Et si le ciel dans sa rotation nous amène la mauvaise fortune, tous nos soins pour nous assurer la victoire seront vains.

Range ton armée en bataille et ne porte pas le trouble dans les esprits par la crainte de l’avenir.

Thous mit l’armée en ordre de bataille, assignant leur place aux éléphants de guerre, aux hommes et aux timbales.

Les fantassins et les bagages étaient adossés à la montagne ;

Le Sipehdar Gouderz commandait l’aile droite, toute l’armée formait ses rangs, Rehham et Gourguin se placèrentà l’aile gauche.

Le bruit des timbales et des trompettes faisait trembler le ciel, le cœur de la voûte céleste se déchirait et la bouche du soleil se remplissait de poussière.

La plaine disparaissait sous la poussière qui s’élevait sur le champ de bataille, une pluie d’acier sortait de ce sombre brouillard :

Et les casques et les épées rendaient des étincelles.

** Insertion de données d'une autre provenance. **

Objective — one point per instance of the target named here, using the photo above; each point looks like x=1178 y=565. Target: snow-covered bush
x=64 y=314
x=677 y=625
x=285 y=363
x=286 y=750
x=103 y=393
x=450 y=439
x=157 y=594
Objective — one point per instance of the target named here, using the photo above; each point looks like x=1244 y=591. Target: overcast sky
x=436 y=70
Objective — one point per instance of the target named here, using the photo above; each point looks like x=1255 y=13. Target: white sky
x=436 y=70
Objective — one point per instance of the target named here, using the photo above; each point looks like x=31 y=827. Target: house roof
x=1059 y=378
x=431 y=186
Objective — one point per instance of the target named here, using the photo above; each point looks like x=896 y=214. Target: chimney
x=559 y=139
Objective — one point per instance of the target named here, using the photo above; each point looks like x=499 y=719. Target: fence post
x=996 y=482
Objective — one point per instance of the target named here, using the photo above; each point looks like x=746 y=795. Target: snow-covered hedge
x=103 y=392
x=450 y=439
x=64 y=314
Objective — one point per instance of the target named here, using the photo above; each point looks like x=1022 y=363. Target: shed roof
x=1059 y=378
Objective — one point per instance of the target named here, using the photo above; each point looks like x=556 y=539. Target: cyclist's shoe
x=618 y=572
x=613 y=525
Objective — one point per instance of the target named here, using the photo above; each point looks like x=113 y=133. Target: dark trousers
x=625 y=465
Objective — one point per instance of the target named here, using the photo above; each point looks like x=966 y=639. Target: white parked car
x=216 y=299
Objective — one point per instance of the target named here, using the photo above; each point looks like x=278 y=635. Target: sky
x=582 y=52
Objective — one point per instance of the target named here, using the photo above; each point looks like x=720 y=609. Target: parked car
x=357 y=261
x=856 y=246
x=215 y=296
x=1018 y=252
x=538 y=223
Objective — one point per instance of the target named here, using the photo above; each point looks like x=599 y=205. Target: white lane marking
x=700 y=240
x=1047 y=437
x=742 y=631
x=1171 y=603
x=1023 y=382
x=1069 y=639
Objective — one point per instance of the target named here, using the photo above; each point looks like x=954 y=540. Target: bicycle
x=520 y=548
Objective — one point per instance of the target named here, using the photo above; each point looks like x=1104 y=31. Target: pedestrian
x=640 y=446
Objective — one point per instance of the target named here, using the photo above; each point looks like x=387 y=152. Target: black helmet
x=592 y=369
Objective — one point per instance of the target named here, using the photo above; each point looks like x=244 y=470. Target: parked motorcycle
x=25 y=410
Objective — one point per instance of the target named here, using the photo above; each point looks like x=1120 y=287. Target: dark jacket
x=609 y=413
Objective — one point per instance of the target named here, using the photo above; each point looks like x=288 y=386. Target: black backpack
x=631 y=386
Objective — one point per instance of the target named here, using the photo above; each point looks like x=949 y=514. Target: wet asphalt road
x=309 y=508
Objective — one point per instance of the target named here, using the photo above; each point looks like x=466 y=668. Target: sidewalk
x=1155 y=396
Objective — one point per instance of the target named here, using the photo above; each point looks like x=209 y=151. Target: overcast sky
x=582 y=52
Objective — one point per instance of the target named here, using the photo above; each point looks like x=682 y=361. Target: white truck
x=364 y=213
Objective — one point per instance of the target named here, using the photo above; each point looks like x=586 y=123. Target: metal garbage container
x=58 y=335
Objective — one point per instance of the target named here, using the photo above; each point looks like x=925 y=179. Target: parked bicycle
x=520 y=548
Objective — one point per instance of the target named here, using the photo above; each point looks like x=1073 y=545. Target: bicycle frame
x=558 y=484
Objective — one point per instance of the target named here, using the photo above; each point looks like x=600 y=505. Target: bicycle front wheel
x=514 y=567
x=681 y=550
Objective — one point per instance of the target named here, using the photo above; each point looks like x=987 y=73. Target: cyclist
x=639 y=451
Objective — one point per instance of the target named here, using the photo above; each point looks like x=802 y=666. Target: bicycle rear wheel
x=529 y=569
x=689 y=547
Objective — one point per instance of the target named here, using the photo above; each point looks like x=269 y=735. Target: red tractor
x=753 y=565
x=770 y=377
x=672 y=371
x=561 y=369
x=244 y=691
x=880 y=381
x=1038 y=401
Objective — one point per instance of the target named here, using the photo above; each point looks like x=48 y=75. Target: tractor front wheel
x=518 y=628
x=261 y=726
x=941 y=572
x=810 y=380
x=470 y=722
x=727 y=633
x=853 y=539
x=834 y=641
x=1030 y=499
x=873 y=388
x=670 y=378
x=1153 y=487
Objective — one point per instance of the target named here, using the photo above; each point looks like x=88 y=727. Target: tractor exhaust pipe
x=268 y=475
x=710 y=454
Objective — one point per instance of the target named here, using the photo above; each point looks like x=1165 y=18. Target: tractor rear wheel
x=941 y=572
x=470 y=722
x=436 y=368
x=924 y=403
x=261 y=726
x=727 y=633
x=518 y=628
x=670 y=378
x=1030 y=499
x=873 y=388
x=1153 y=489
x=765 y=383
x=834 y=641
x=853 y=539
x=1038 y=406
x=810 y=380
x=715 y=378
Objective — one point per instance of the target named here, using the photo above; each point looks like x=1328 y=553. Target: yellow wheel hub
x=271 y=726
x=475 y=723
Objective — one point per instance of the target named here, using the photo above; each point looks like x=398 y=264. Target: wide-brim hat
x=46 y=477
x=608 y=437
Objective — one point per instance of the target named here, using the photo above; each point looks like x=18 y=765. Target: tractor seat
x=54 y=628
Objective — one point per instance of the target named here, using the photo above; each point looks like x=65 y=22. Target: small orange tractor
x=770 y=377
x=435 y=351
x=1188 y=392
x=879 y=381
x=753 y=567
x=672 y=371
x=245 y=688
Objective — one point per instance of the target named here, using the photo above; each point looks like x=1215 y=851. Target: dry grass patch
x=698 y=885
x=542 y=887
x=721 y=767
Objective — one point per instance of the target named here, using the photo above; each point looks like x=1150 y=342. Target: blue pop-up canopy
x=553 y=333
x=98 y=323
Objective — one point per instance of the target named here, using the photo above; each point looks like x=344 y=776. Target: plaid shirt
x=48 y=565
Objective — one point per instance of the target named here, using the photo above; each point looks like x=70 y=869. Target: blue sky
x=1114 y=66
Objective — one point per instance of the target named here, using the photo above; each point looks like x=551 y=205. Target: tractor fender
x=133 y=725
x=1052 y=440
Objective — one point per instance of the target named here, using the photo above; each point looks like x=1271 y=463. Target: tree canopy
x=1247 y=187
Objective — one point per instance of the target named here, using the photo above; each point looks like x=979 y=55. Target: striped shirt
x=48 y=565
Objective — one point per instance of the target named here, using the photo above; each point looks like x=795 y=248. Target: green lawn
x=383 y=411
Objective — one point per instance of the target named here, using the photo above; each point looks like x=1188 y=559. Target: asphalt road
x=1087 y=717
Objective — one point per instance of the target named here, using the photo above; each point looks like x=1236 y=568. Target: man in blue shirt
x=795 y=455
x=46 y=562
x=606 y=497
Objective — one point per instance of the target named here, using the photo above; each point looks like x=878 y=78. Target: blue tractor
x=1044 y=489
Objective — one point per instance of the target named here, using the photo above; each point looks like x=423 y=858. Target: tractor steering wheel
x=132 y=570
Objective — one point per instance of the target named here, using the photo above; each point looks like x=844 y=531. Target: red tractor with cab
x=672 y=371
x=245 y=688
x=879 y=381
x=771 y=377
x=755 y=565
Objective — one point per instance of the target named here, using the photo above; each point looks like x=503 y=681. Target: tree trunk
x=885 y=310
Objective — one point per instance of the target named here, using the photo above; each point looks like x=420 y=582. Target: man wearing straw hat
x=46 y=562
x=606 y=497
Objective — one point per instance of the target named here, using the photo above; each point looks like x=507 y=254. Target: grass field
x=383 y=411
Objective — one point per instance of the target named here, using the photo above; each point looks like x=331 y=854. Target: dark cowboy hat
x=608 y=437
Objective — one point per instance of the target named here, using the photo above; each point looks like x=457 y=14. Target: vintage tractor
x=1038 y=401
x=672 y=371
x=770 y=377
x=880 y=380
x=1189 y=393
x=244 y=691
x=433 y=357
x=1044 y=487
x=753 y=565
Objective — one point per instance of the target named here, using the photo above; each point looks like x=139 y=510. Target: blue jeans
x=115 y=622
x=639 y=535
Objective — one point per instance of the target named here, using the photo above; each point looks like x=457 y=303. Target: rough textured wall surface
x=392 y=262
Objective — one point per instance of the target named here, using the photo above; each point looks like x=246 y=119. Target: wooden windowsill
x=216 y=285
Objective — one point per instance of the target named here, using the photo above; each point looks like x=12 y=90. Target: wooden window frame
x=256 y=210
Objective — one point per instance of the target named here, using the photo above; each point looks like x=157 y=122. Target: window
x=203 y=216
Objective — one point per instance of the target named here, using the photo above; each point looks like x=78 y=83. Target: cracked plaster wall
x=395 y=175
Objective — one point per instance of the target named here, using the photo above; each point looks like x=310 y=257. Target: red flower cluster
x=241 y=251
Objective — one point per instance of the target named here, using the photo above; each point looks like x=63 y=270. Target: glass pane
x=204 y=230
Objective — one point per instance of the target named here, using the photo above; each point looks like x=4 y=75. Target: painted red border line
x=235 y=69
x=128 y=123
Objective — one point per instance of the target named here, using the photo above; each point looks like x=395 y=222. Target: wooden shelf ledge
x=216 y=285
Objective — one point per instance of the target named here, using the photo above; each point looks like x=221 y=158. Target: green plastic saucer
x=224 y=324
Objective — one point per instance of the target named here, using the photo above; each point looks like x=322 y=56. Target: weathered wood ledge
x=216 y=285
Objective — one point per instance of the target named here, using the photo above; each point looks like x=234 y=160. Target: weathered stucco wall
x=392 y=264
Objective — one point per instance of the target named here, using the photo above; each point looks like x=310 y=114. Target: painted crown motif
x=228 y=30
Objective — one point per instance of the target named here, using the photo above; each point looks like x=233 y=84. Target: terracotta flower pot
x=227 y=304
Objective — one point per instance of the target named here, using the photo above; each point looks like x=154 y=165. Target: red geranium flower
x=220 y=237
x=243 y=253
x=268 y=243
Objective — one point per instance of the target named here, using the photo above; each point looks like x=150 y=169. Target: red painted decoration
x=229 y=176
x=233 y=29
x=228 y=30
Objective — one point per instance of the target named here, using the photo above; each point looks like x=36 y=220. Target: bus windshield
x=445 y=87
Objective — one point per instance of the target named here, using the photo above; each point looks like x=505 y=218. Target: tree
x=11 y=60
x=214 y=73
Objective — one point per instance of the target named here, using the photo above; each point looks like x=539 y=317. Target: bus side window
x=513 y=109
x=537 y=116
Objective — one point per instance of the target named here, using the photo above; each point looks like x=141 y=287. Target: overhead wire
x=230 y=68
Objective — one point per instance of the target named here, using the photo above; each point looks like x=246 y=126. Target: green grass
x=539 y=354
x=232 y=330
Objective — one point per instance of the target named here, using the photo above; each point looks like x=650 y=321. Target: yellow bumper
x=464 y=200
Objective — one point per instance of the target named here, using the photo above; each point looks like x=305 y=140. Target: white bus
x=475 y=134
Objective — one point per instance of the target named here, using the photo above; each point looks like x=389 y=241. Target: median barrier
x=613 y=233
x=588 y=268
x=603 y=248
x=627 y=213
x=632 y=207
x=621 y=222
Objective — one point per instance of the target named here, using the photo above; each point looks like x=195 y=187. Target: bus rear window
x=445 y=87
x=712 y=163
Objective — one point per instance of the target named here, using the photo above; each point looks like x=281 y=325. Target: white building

On voyait luire le fer des lances et les glaives des héros, en haut les étendards et en bas les lourdes massues.

Tu aurais dit que l’air n’était que massues et que fer et la terre que sabots de chevaux et cuirasses.

La plaine et les prairies étaient une mer de sang, l’air ressemblait à la nuit et les épées à des flambeaux ;

Le bruit des timbales et des trompettes était tel qu’on ne distinguait plus les têtes des pieds.

Thous dit alors à Gouderz :

La rotation du ciel amène les ténèbres ;

L’astrologue m’a annoncé qu’aujourd’hui, jusqu’à la troisième veille de la nuit, les épées des braves verseraient le sang sur le champ de bataille comme un nuage noir verse de la pluie ;

Et je crains qu’à la fin nos ennemis belliqueux ne soient les vainqueurs.

Schidousch, Rehham, Gustehem, Guiv, Kharrad, Berzin et le vaillant Ferhad quittèrent leurs rangs et se portèrent au milieu des deux armées, le cœur blessé et avides de combat ;

Et de tous côés s’élevèrent des cris au ciel, pareils aux cris des Divs dans la nuit noire.

De l’autre côté Houman amena toute son armée semblable à une montagne et l’on ne distinguait plus les brides des étriers, tant il y avait de massues, de masses d’armes, d’épées et de lances.

On choisit alors les braves qui devaient combattre ;

Il fut convenu que Gourazeh le chef de la famille de Guiv et Behil, deux nobles guerriers au cœur de lion, se mesureraient l’un avec l’autre et Rehham fils de Gouderz avec Ferschidwerd ;

Que Schidousch et Lehhak, Bijen fils de Guiv et Kelbad feraient naître sous leurs coups le feu et l’ouragan ;

Que Schithrekh l’illustre et Guiv, deux nobles et vaillants guerriers, Gouderz et Houman, Piran et Thous se battraient loyalement et sans employer la ruse et la perfidie.

Houman s’écria :

La lutte d’aujourd’hui ne doit pas ressembler à celle d’hier, il faut délivrer la terre de ces hommes et les mettre hors d’état de revenir nous combattre.

Thous s’avança avec les éléphants, les timbaliers et les fantassins armés de boucliers, de javelots et de lances et les rangea au-devant des cavaliers, en disant :

Ne quittez pas cette place, portez en avant vos boucliers et vos lances et nous verrons comment les vaillants chefs des Touraniens manieront leurs lourdes massues.